This review provides a comprehensive analysis of copper metabolism and cuproptosis in ovarian cancer (OC), evaluating therapeutic strategies targeting copper to improve clinical outcomes.

OC exhibits the highest mortality rate among gynecological malignancies, characterized by its insidious onset and poor prognosis, underscoring the urgent need for novel treatment strategies. Copper metabolism and cuproptosis hold promising potential in regulating tumor progression and overcoming drug resistance, thereby opening new avenues for OC treatment. This article aims to elucidate the biological basis and potential therapeutic applications of copper metabolism and cuproptosis in treating OC.

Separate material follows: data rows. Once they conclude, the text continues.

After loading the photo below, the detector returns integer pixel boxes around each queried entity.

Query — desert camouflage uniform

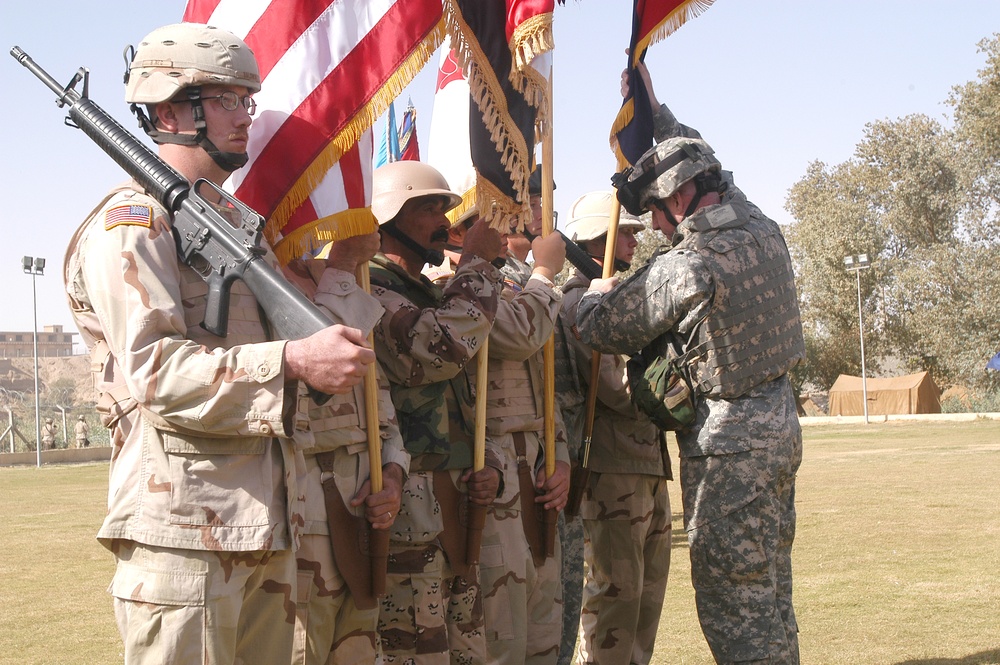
[577,101,805,663]
[292,262,409,665]
[472,256,569,665]
[371,254,503,665]
[65,184,302,663]
[562,272,671,663]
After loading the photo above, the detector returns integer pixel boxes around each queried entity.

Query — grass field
[0,420,1000,665]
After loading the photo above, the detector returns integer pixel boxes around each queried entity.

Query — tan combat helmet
[618,137,722,215]
[372,160,462,225]
[372,160,462,266]
[125,23,260,171]
[125,23,260,104]
[566,191,645,243]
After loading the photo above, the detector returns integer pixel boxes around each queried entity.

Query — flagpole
[542,65,559,557]
[465,335,490,566]
[355,263,389,598]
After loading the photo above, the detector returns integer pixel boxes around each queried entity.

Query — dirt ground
[0,355,97,405]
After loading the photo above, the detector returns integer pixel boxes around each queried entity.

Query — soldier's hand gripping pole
[10,46,333,403]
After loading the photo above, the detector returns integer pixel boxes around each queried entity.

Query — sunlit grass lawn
[653,420,1000,665]
[0,421,1000,665]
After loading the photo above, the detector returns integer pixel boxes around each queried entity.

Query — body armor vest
[369,257,475,471]
[675,197,805,399]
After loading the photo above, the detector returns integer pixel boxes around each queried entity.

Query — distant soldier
[371,161,504,665]
[562,191,670,665]
[76,416,90,448]
[577,62,805,665]
[42,418,58,450]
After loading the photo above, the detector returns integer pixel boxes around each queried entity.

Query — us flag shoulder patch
[104,203,153,231]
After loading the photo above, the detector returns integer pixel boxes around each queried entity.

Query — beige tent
[830,372,941,416]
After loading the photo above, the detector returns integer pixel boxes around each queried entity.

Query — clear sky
[0,0,1000,350]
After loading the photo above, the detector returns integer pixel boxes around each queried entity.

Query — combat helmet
[124,23,260,171]
[372,160,462,266]
[615,137,722,215]
[566,191,645,243]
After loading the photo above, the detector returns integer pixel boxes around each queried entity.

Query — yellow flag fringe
[264,17,445,254]
[444,0,532,232]
[632,0,715,67]
[445,185,478,226]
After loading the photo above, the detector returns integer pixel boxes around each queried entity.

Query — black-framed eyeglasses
[191,90,257,115]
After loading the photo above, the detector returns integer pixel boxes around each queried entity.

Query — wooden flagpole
[566,193,621,517]
[355,263,389,598]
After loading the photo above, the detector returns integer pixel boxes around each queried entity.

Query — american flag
[104,204,153,229]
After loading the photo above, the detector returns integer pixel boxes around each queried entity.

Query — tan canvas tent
[830,372,941,416]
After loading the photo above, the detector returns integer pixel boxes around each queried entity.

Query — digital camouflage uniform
[480,255,569,665]
[577,104,805,663]
[292,261,409,665]
[65,184,302,663]
[562,272,670,664]
[370,254,503,665]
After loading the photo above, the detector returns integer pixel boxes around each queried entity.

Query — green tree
[786,36,1000,389]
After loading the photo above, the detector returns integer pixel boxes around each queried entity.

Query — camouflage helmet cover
[372,160,462,224]
[125,23,260,104]
[566,191,645,242]
[629,137,722,210]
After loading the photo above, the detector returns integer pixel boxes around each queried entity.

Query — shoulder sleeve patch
[104,203,153,231]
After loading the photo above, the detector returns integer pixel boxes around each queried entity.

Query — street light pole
[844,254,871,425]
[21,256,45,467]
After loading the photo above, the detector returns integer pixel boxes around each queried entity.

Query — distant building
[0,326,77,358]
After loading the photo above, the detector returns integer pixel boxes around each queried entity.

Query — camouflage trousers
[480,432,562,665]
[557,512,583,665]
[577,472,670,664]
[681,436,802,665]
[378,472,486,665]
[109,541,295,665]
[292,534,381,665]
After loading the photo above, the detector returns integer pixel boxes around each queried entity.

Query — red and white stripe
[184,0,441,249]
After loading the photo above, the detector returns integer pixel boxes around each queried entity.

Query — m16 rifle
[10,46,333,348]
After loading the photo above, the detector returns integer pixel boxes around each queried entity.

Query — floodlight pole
[21,256,45,468]
[844,254,871,425]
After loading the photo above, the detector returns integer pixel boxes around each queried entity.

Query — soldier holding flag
[370,161,504,663]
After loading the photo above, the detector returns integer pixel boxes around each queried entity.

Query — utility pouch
[625,319,704,432]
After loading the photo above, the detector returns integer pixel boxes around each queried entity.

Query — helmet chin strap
[132,88,250,173]
[381,221,444,266]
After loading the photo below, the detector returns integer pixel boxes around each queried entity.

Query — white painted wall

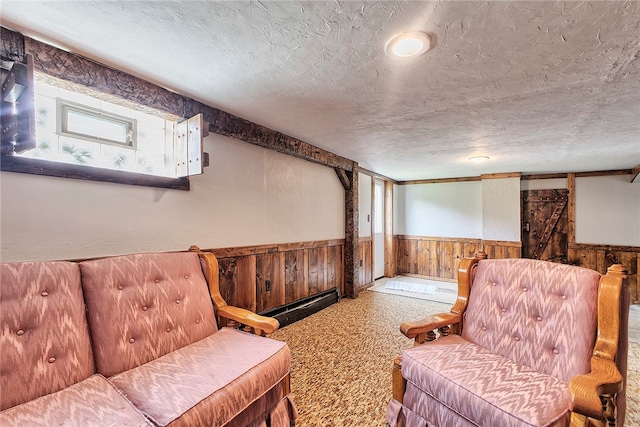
[393,181,482,238]
[358,173,372,237]
[482,178,520,242]
[576,175,640,246]
[0,135,344,261]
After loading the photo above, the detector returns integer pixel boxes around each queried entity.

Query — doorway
[372,179,385,280]
[521,189,569,264]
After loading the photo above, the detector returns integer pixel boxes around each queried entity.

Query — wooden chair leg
[392,356,407,403]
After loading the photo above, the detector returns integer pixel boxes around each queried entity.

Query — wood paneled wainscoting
[393,235,522,281]
[568,243,640,304]
[205,239,344,313]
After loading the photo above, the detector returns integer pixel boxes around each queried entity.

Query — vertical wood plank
[439,241,455,279]
[218,258,240,308]
[567,173,576,244]
[284,250,307,304]
[384,181,397,277]
[307,248,320,295]
[236,255,257,312]
[256,252,285,313]
[427,239,440,277]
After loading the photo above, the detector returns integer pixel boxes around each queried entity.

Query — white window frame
[56,97,138,150]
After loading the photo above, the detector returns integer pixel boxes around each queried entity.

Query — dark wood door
[522,189,569,263]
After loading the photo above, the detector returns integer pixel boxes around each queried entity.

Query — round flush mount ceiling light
[469,156,489,163]
[384,31,431,59]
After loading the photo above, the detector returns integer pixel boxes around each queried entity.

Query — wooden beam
[520,173,567,181]
[631,165,640,184]
[567,173,576,245]
[480,172,522,179]
[398,176,482,185]
[358,167,400,184]
[344,163,360,298]
[334,168,351,190]
[384,181,397,277]
[23,32,353,170]
[575,169,632,178]
[0,27,25,63]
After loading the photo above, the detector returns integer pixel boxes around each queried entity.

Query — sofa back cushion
[80,252,217,377]
[0,262,94,410]
[462,259,600,381]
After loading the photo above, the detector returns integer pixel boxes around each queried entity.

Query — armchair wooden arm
[569,264,627,425]
[400,313,462,345]
[400,253,487,345]
[189,246,280,336]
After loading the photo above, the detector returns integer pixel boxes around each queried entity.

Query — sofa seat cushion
[110,328,291,426]
[402,335,571,427]
[0,374,151,427]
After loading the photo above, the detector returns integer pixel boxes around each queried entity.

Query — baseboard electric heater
[258,288,340,327]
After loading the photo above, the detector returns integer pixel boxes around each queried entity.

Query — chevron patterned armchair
[387,255,629,427]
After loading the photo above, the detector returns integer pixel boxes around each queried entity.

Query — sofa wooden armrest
[216,305,280,335]
[569,356,622,425]
[569,264,626,425]
[400,313,462,345]
[189,246,280,336]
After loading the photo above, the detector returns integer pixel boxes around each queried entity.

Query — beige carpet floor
[271,291,640,427]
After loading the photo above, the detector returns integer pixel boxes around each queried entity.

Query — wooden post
[338,166,360,298]
[567,173,576,245]
[384,181,397,277]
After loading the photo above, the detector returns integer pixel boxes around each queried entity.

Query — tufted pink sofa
[387,259,628,427]
[0,252,296,427]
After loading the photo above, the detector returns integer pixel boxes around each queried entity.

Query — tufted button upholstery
[0,262,94,411]
[80,252,217,377]
[462,259,600,381]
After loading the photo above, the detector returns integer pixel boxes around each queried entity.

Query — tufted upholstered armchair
[387,255,629,427]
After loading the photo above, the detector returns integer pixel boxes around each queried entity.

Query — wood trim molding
[480,172,522,179]
[569,243,640,254]
[397,176,482,185]
[202,239,344,259]
[0,156,190,191]
[482,240,522,248]
[393,234,488,243]
[520,173,567,181]
[358,167,400,184]
[575,169,631,178]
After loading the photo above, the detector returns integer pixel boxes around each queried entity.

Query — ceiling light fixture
[469,156,489,163]
[384,31,431,59]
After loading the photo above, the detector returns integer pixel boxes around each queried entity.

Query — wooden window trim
[0,155,190,191]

Cuproptosis, a copper-dependent mechanism of cell death mechanism, disrupts mitochondrial function by inducing the aggregation of lipoylated proteins and the loss of iron-sulfur (Fe-S) clusters. Copper metabolism imbalance promotes OC progression by modulating cancer cell function, contributing to chemotherapy resistance, and influencing responses to anti-angiogenesis, and immunotherapy. Copper ionophores, chelators, copper-based nanoparticles (NPs), and certain natural molecules represent potential therapeutic strategies for the treatment of OC.

Targeting copper metabolism and cuproptosis offers innovative therapeutic strategies for OC, particularly in cases of treatment resistance. However, clinical validation of long-term safety, optimal dosing, and biomarker-guided therapies remains critical. Future research should prioritize translational studies to bridge mechanistic insights with patient-centered applications.